Graduation (PG)
You won’t see a better film about abortion than Four Months, Three Weeks, Two Days. It should be used as a resource by anyone campaigning against the repeal of the Eighth Amendment. Now Cristian Mungiu is back with another equally absorbing moral parable. Again he uses the same lingering scenes to depict the slow pace of life in the grubby backstreets he presents with such chilling accuracy.
Romeo, a doctor, lives with his wife Magda and daughter Eliza in the town of Cluj, Romania. His marriage in tatters, he’s been having an affair with a single mother for the past year.
After he drives Eliza to school to do an exam one day, she’s assaulted and is traumatised by the experience. The reward for performing well is a scholarship to a prestigious British university – Romeo’s holy grail. Fearing she’ll falter, he starts pulling strings to ‘enhance’ her grades.
He’s involved in other shady activities too. By ‘putting in a word’ with a medical colleague he attempts to have a friend who needs a liver transplant ‘bumped up’ the queue. This is the way things seem to be done generally in Cluj. Favours are bestowed in return for backhanders. But can such practices go on indefinitely?
This is a wonderful film, a modern-day epic of the ordinary. As I listened to the uplifting choral music that punctuates many of the scenes the term ‘soap opera’ came to mind. It’s a term that’s been devalued by television. Here it seemed literally relevant. Humdrum lives become elevated to the level of art by Mungui’s transformative direction.

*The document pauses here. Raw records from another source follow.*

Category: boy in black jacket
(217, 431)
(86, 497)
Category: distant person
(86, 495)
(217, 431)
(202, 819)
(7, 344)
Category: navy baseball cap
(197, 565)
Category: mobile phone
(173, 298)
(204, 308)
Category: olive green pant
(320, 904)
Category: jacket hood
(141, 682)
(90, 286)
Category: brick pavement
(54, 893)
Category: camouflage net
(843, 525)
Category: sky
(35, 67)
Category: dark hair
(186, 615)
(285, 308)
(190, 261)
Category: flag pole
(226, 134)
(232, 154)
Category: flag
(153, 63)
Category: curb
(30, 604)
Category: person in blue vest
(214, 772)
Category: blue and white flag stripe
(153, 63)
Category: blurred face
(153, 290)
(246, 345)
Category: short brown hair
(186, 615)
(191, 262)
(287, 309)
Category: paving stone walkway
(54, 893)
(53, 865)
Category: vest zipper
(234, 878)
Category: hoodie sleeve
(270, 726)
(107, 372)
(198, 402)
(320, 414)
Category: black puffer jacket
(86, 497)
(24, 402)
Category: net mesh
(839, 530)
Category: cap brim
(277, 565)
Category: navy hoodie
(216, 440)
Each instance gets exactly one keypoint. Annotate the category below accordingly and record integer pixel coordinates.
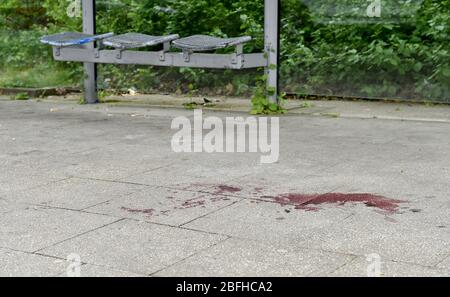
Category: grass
(39, 76)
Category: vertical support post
(271, 41)
(90, 69)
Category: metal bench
(197, 51)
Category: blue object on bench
(72, 38)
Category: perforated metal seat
(202, 43)
(137, 40)
(72, 38)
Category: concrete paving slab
(137, 247)
(89, 270)
(333, 148)
(32, 228)
(116, 162)
(267, 222)
(241, 258)
(74, 193)
(361, 267)
(211, 168)
(165, 206)
(445, 264)
(19, 264)
(374, 234)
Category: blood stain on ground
(224, 189)
(148, 212)
(311, 201)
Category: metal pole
(90, 69)
(271, 40)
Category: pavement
(99, 185)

Romeo is a fundamentally decent man who’s been driven to desperate acts by his reduced financial circumstances. The film doesn’t judge him and perhaps we shouldn’t either. All too often we see the mote in other people’s eyes rather than our own, a point the film itself makes. All the performances are top-notch. Playing the beleaguered doctor, Adrian Tutieni carries an air of near-permanent dementedness as he tries to ‘fix’ all the many things that are broken in his life.
Happiness
As Magda, Lia Bugnar seems locked in a world of her own for most of the time. Happiness has passed her by long ago. Now she merely goes through the motions of her days.
She’s aware of Romeo’s affair and also of his attempts to interfere in Eliza’s education. She protests, but with an air of defeatism. Dejectedly dragging on cigarettes she watches the values she inculcated in Eliza being steadily eroded.
Maria-Victoria Dragus is equally compelling as Eliza. Like her mother, she becomes more and more disenchanted with Romeo when his scams escalate.
As in all great films – and life – none of the central issues are really resolved. It ends with the eponymous graduation, offering us only a tenuous nirvana. This is as good as it gets for the damaged denizens of a godforsaken community slouching towards a very compromised peace.
Graduation will glue you to the screen.